After spending a half-season with Kasuka at the 2024–25 Brunei Super League, Wafi returned to DPMM FC in December 2024. He made his first DPMM appearance since re-signing in a 0–1 loss to Tampines Rovers on 23 February 2025. He was released again at the end of the season.

Wafi returned to Kasuka for a second spell after his DPMM release, and featured for them at the qualifying rounds of the Shopee Cup as well as the AFC Challenge League. He played five times in the league as Kasuka finished in second place behind Indera SC.

==Career statistics==
===Club===

Club: Season; League; Cup; Other; Total
Division: Apps; Goals; Apps; Goals; Apps; Goals; Apps; Goals
DPMM: 2019; Singapore Premier League; 3; 0; 0; 0; 0; 0; 3; 0
2020: 0; 0; 0; 0; 0; 0; 0; 0
2021: Brunei Super League; 2; 0; 0; 0; 0; 0; 2; 0
2022: 0; 0; 7; 1; 0; 0; 7; 1
2023: Singapore Premier League; 3; 0; 0; 0; 0; 0; 3; 0
DPMM total: 8; 0; 7; 1; 0; 0; 15; 1
Kasuka: 2024–25; Brunei Super League; 8; 0; 0; 0; 2; 0; 10; 0
DPMM: 2024–25; Singapore Premier League; 1; 0; 0; 0; 0; 0; 1; 0
Kasuka: 2025–26; Brunei Super League; 5; 0; 0; 0; 3; 0; 8; 0
2026–27: Brunei Super League; 0; 0; 0; 0; 1; 0; 1; 0
Kasuka total: 5; 0; 0; 0; 4; 0; 9; 0
Career total: 22; 0; 7; 1; 6; 0; 35; 1

- Notes

==Honours==
- DPMM FC
- Brunei Premier League: 2018–19
- Singapore Premier League: 2019
- Brunei FA Cup: 2022

- Kasuka FC
- Brunei Super League: 2024–25

==International goals==

| No. | Date | Venue | Opponent | Score | Result | Competition |
|---|---|---|---|---|---|---|
| 1. | 5 November 2022 | Track & Field Sports Complex, Bandar Seri Begawan, Brunei | Timor-Leste | 5–2 | 6–2 | 2022 AFF Championship qualification |

==Personal life==
Wafi's brothers are all footballers.
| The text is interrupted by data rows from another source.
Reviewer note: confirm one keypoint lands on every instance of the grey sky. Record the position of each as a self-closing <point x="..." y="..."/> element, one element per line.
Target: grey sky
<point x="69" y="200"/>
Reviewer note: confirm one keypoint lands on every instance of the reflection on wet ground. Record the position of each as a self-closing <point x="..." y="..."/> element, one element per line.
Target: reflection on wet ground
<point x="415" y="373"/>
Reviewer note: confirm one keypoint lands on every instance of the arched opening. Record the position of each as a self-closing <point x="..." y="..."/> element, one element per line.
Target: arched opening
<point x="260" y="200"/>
Afi is an established Brunei international and plays for Kasuka FC. Ulfi appeared for Brunei youth teams and currently plays futsal with Street United. The youngest brother Bazli is a Brunei under-23 international who plays for Wijaya FC.

Outside football, Wafi is a sales executive for BYD Auto.